My brother and I took very different academic paths, in eighth grade, if you want to continue to be in these advanced science classes, then you must start taking classes in the gifted program. I remember that the first year that I took that science class, I was in eighth grade, and I walked into the room. It was almost entirely white, Jewish students that had known each other since second grade or before and had been in this program together in a separate building, with separate teachers, with separate resources. I remember it was very clear to me that I felt like I was walking into their space. There I would come home at the end of the day and I’d talk to my brother and he was taking a whole other set of classes and the difference between who we interacted with each day was just astounding.

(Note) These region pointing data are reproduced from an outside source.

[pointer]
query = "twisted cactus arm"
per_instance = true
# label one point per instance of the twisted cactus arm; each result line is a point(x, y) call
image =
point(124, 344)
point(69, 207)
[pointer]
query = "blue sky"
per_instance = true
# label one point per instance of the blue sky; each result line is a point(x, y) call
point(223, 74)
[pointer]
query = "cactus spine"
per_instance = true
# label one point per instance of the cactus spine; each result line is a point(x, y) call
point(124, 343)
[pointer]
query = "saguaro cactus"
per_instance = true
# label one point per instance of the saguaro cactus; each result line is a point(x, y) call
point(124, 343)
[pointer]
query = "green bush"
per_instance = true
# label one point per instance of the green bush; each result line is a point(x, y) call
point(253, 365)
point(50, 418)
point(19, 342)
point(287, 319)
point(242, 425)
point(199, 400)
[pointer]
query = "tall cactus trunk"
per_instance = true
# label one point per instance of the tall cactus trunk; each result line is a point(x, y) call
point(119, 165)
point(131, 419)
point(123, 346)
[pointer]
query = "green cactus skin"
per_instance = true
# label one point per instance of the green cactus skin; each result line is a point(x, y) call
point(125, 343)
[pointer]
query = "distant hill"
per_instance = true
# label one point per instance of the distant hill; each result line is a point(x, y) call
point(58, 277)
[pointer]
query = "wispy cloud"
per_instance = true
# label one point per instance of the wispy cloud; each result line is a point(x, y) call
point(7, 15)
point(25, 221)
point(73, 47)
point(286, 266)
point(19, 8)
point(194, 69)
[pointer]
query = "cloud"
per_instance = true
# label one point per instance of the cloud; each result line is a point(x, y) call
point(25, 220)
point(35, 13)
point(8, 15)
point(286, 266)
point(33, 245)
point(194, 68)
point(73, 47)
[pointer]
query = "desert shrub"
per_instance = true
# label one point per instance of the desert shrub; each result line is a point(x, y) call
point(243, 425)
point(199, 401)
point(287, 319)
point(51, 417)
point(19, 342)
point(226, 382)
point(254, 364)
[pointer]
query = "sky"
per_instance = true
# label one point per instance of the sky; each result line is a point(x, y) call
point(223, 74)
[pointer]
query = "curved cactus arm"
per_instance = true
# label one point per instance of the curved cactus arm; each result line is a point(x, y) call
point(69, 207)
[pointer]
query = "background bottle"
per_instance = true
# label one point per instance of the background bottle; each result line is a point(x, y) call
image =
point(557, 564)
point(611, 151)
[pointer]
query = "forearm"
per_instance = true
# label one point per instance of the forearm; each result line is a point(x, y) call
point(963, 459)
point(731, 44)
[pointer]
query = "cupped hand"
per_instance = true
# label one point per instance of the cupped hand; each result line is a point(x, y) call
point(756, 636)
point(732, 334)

And I would say that that characterizes a lot of my understanding of the Palestinian diaspora growing up, was not this rigorous term that can be thought of in terms of system or has this whole associated language, but it was very much just a series of gestures in my life. It was going to school and splitting up with my brother and seeing that difference, or it was the one or two anecdotes that my grandpa always used to tell.
Duke was the first place where I realized that such a thing as the ‘Palestinian diaspora’ in the language exists. Duke was also where I learned for the first time that there are many countries that support Palestine’s right to exist and that Israel’s current existence as it is in the Middle East is contested, because where I grew up there was just overwhelming support for the state of Israel so I always thought it was a foregone conclusion that the whole world supported Israel and Duke was the first place that I realized that that wasn’t the case.
My grandfather was part of the Palestinian diaspora, and then my parents came after him, and then my siblings and I came after my parents. That means that it’s a multi-generational lineage of that history and as that history has come down that lineage it’s become increasingly fragmented and so in many ways I feel just as disconnected from the Palestinian diaspora as I do identify as part of it and that identification has been very recent. If diaspora is about not having this ownership of land or place or identity then in addition to that I also think as the generations have passed I also feel a difficulty having a sense of ownership over the term ‘diaspora’ itself.”